Autonomy means I govern myself. It means I get to do whatever I want. It says, “You’re not the boss of me. You don’t get to tell me what to do.” Autonomy is a distorted picture and immature understanding of freedom. And it has become so fundamental to the way we understand ourselves and the world, that every one of us, myself included, defaults to this position. “Nobody gets to tell me what to do.”

Sermon-Quote-Autonomy-2According to the Stanford Encyclopedia of Philosophy, “Individual autonomy is an idea that is generally understood to refer to the capacity to be one’s own person, to live one’s life according to reasons and motives that are taken as one’s own and not the product of manipulative or distorting external forces.” This is as American as it gets. Just look at the way this definition describes “external forces.” It uses the words manipulative or distorting. Negative words. External forces, outside influences, are manipulative and distorting, not gracious or wise.

And it’s in this context that we apprehend Jesus. Each of us comes to Jesus from this perspective, from this sense of autonomy and self-interest. And so when we think of a Messiah, we think of him as the most self-discovered, most self-actualized person who ever lived. Nobody could tell Jesus what to do! He always did what he wanted, and no one has ever been as fulfilled as Jesus. Just look at the way he threw shade on those manipulative and distorting Sabbath-keepers. We look at Christ and we see the ultimate, sovereign, autonomous self. Autonomous American Jesus shouts, “I do what I want!”

But that’s not what Jesus says. In John 5:19 he says, “Very truly I tell you, the Son can do nothing by himself; he can do only what he sees his Father doing, because whatever the Father does the Son also does.” What? That’s one of the most UnAmerican things anyone has ever said. Jesus, be your own man. I thought the Messiah was supposed to be some sanctified version of the Marlboro Man, some awesome tough guy cowboy that nobody can mess with and who always does what he wants. Jesus is the ultimate entrepreneur. Jesus doesn’t have a boss. Nobody gets to tell him what to do. No one who was truly from God would be so dependent, so submissive, so self-less. How can someone from God, someone who claimed to be equal with God, be so self-disinterested?

This is why: “For the Father loves the Son.” Love. Our hearts leap at the sound of it. Our eyes fall. What is this? Love.
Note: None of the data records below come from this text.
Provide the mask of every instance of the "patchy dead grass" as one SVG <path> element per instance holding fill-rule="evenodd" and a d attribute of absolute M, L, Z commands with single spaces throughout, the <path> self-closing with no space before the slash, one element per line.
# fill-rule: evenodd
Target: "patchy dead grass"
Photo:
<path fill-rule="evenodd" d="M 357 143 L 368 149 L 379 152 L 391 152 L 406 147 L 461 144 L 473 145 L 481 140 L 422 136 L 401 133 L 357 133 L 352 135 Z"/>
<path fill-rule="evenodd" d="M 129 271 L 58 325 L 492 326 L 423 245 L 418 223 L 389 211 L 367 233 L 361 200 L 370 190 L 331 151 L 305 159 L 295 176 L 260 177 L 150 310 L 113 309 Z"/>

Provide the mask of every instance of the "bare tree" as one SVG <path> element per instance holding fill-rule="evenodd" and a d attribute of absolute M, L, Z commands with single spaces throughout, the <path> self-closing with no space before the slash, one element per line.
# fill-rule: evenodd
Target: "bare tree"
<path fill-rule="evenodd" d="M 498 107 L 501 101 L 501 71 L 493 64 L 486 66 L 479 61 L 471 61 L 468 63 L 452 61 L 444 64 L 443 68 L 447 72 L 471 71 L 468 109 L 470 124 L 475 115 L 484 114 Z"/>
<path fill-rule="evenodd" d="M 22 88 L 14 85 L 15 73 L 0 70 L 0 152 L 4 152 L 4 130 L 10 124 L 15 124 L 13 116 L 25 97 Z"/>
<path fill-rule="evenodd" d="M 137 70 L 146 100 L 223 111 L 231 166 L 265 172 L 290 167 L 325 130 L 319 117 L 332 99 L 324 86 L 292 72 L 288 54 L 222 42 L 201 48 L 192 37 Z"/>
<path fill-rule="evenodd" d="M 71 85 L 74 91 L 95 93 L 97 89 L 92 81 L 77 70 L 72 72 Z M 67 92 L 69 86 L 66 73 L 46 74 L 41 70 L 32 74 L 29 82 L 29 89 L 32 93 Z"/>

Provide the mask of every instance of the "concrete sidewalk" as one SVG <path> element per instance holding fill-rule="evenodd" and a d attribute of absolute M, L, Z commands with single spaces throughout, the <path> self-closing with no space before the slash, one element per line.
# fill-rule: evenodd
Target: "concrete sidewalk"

Autonomy, that which names all external forces manipulative and distorting, has destroyed in us the ability to both give and receive love. Autonomy has taught us to take love, but you can’t take love. And so we are empty. The most autonomous self shouts, “I do what I want,” as if trying to convince himself that being able to do whatever he wants is what he really wants to do. But the most loved person gently whispers, “I can’t do anything by myself. Whatever God does, that’s what I do. Because I am very deeply loved.”

Love, agape love – this love that lays down its life, that sets aside its rights, that forgives sins, that breathes life where there was death – this love rescues us from the trap of autonomy. This love, the love we see most clearly at the cross of Jesus Christ, sets us free – really free – from the vain pursuits of self-discovery and self-indulgence, and enables us to do the work that God is doing.

Love is the work of God, and there is no Sabbath from love.